Quake toll may go up to 40,000
Survivors angry at slow rescue effort; looting breaks out


Pakistan said yesterday up to 40,000 people were feared dead in the weekend earthquake, as frustration over the slow rescue effort turned to anger and scattered looting.

The authorities struggled to bring aid to areas worst affected by the 7.6-magnitude quake where key roads were blocked by landslides, power and water supplies were down, and hospitals and schools destroyed.

A senior official said the quake had killed between 30,000 and 40,000 people in the northeast Pakistan, and injured another 60,000.

"It is a whole generation that has been lost in the worst affected areas," military spokesman Major General Shaukat Sultan told AFP. He said the hardest hit area was around the Kashmir town of Muzaffarabad.

In many places people dug with their bare hands in an often futile attempt to reach friends and relatives trapped in the rubble. Anger started to build and sporadic looting broke out as help failed to arrive quickly.
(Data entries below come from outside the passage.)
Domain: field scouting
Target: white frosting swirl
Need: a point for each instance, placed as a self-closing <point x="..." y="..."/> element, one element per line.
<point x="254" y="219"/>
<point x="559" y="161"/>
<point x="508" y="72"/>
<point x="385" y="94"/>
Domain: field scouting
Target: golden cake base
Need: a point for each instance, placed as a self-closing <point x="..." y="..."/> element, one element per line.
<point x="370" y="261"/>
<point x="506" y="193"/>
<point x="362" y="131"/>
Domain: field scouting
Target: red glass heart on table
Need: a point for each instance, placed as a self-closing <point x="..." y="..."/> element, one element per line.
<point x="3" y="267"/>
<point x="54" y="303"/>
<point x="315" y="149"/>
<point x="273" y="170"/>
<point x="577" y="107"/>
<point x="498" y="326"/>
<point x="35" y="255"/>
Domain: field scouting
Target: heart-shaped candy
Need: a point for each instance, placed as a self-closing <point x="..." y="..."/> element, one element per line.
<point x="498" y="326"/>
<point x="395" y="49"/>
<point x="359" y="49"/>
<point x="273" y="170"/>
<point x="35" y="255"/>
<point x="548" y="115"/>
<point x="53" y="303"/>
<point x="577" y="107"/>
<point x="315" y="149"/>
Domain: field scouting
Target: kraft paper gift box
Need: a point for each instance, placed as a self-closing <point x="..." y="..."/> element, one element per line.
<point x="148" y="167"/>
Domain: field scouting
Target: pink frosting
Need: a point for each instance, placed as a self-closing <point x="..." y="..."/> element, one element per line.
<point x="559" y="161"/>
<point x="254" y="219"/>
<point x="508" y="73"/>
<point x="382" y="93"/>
"We survived the earthquake but now we realise we will die of hunger and cold," said Mohammad Zaheer, a resident of the shattered town of Balakot.

In Muzaffarabad, survivors ransacked military trucks which had just arrived in the city and took food, tents, blankets and medicines, an AFP photographer at the scene said.
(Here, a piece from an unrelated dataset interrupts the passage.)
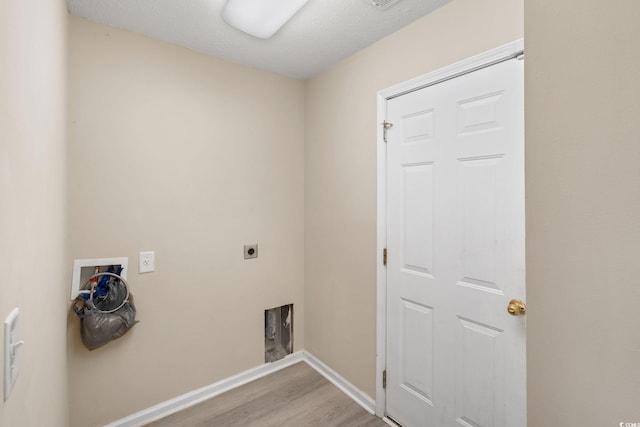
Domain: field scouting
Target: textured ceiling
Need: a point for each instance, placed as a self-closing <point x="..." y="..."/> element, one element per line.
<point x="321" y="34"/>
Others broke into a petrol station to get fuel to burn wood for cooking and warmth.

"Everything is gone, people are buried alive, nobody is helping us to find them," local resident Akram Shah said.

Major General Sultan said the authorities late Monday had succeeded in re-opening the mountain roads leading to Muzaffarabad and Balakot, which had been blocked by landslides, speeding up the relief effort.

International rescue teams with sniffer dogs and specialist equipment have begun arriving in Pakistan and setting up field hospitals to cope with the tens of thousands of injured.

Offers of aid have also begun pouring in from around the world. The United States said it had provided $50 million, the World Bank offered $20 million and the Asian Development Bank pledged $10 million.

Survivors were facing an array of problems -- freezing overnight temperatures, rain, landslides, scarce food, little shelter, no communications networks and almost non-existent healthcare.

The United Nations said more helicopters were needed urgently to bring aid to the hardest-hit villages, most of which are nestled on hard-to-reach forested slopes 3,300 metres high in the foothills of the Himalayas, Karakoram and Hindukush mountain ranges.